D'abord il avait attendu. Longtemps devant le téléphone que Prusse le rappelle. Puis il avait composé le numéros plusieurs fois, puis compulsivement. Il avait attendu, encore et encore. Lorsqu'il avait cru avoir rassemblé assez de force pour aller le voir, il avait découvert que la honte l'empêchait de passer l'embrasure de la porte. Il était lâche. Il ne voulait pas entendre les mots durs de Prusse. Il ne voulait pas voir son sourire se tordre dans une mou de dédain.

Des larmes de rages lui montèrent aux yeux mais il les refoula douloureusement, il n'avait pas besoin de larmes, il avait besoin de courage.

Il c'était laisser emporté par l'élan de Amérique mais à présent qu'il était au milieu de tout ces gens, il commençait à regretter amèrement. Son frère l'avait perdu en cours de route et maintenant il était assis au milieu de la grande salle d'opéra, seul. Au lieu de s'asseoir au place qu'il lui avait été réservé avec les autres nations, il était au milieu des ressortissant autrichien venu apprécié le spectacle, emporté par la foule et trop gêné pour se déplacer maintenant, Canada abandonna sa dernière chance de voir Prusse.

La salle s'assombrit et les musiciens entrèrent en scène, Autriche s'assit près du piano et .. Oh ! Canada ne put retenir un glapissement qui ne lui valu aucun regard noir car il y avait tout de même de bon côté à l'invisibilité. Prusse ! Prusse munit d'un violon ! Le cœur de Canada bondit dans sa poitrine, c'était presque incroyable de le voir ainsi, élégamment vêtue, cet air sérieux ou perçait son outrageux sourire... Jamais Canada n'avait pensé que Prusse puisse jouer d'un instrument, et surtout que Autriche le laisse monter sur scène avec lui !

Soudain la douce plainte du violon caressa le cœur de Canada, fasciné il ne pu regarder que Prusse. Ses yeux étaient avides de sa postures droite et sûre, des ses gestes rapides et délicats, de ce visages qu'il avait appris à chérir. Il n'entendait que lui, il ne voyait que lui.

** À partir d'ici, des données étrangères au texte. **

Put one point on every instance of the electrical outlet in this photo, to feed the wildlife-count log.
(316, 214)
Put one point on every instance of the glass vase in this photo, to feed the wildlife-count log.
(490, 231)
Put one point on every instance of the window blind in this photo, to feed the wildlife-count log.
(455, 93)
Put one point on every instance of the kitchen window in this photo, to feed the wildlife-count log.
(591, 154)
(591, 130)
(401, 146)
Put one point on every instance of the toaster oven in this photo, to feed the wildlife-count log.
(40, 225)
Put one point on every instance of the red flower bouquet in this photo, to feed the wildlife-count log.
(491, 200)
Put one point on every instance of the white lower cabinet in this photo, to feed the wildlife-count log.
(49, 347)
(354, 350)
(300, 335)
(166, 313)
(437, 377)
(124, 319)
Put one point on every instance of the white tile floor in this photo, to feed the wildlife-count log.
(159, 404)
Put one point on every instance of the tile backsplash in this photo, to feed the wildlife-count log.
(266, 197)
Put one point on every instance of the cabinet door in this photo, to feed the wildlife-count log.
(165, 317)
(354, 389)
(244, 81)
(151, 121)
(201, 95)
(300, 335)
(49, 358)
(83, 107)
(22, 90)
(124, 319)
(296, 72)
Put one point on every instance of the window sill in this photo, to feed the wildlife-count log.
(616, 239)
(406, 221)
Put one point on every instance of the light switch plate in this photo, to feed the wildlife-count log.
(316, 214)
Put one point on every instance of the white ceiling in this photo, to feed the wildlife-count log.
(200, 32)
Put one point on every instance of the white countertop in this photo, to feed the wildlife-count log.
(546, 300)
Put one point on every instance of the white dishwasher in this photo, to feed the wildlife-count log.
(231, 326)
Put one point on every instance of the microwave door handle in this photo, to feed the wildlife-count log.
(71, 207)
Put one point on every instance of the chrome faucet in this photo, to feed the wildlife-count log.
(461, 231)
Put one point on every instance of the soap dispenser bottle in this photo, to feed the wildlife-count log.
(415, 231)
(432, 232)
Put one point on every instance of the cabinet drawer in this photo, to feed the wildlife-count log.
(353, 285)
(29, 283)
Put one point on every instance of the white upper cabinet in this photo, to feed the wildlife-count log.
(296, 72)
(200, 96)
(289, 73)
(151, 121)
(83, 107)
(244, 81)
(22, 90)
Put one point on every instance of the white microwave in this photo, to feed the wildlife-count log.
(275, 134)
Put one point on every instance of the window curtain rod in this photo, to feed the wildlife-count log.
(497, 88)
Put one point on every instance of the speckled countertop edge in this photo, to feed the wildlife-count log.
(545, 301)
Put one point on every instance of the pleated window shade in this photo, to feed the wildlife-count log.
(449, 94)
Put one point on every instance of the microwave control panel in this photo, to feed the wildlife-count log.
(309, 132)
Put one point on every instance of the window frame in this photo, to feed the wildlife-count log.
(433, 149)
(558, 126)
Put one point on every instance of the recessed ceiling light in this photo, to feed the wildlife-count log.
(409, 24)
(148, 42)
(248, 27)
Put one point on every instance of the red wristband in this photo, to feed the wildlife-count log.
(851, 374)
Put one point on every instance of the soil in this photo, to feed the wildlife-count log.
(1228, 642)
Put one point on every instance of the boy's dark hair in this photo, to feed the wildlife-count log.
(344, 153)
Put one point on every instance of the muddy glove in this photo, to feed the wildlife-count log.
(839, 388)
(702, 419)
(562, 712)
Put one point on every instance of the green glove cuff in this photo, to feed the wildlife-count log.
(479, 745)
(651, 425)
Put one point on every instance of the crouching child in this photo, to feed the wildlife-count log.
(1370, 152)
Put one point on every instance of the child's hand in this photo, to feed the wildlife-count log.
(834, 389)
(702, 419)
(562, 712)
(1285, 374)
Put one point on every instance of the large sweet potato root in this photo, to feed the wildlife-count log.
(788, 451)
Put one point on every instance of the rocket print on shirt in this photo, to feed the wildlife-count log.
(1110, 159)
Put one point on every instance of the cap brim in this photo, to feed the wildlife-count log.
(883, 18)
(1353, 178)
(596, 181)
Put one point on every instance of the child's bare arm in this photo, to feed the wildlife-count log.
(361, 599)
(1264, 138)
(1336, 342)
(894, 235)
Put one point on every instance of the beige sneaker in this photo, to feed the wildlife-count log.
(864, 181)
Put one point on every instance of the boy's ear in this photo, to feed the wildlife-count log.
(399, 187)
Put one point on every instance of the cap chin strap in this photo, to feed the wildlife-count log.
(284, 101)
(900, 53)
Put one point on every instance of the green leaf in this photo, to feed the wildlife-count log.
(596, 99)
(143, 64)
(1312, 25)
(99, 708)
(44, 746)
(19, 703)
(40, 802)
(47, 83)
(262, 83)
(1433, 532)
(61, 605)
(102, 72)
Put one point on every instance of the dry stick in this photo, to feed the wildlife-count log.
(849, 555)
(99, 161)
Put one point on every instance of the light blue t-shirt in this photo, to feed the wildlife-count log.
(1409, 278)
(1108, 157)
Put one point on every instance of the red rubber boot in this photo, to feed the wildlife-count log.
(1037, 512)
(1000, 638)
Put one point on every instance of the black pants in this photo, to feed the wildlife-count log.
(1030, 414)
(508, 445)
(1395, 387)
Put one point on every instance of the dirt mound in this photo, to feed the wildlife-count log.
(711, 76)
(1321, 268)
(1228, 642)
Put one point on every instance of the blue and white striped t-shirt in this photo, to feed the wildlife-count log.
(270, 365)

Lorsque les deux instruments se turent, les gens se levèrent pour applaudir le duo qui saluaient humblement en quittant la scène. Canada resta assit tandis que les autres s'épanchait en ce qui semblait être des commentaires enthousiastes et admirateurs, il ne se leva que lorsque Prusse eut tout à fait quitté la scène, il fendit la foule décidé à retrouver un once de dignité.

Un grande salle de bal avait été aménagé pour la suite des festivités. Après une demie-heure de recherche intensive Canada finit par entre voir Prusse, il se pressa vers lui mais c'est un regard glacial qui se posa sur lui, Canada se figea comme frapper par la foudre. Les phrases qu'ils avaient échangé au téléphone lui revinrent en mémoire, et son cœur sembla se déchirer dans sa poitrine. Je pensais que tu te souviendrais toujours de moi, pensa-t-il amèrement.

-Ne le prend pas au sérieux Mathieu, dit France qui avait assisté à la scène, jusque là silencieux.

Canada fit un bond en entendant le français.

-Tu m'as fait peur, hasarda-t-il avec un demi-sourire qui sonnait faux.

-Viens on va le chercher.

Canada protesta mais France le coupa rapidement, l'entraînant à travers la foule.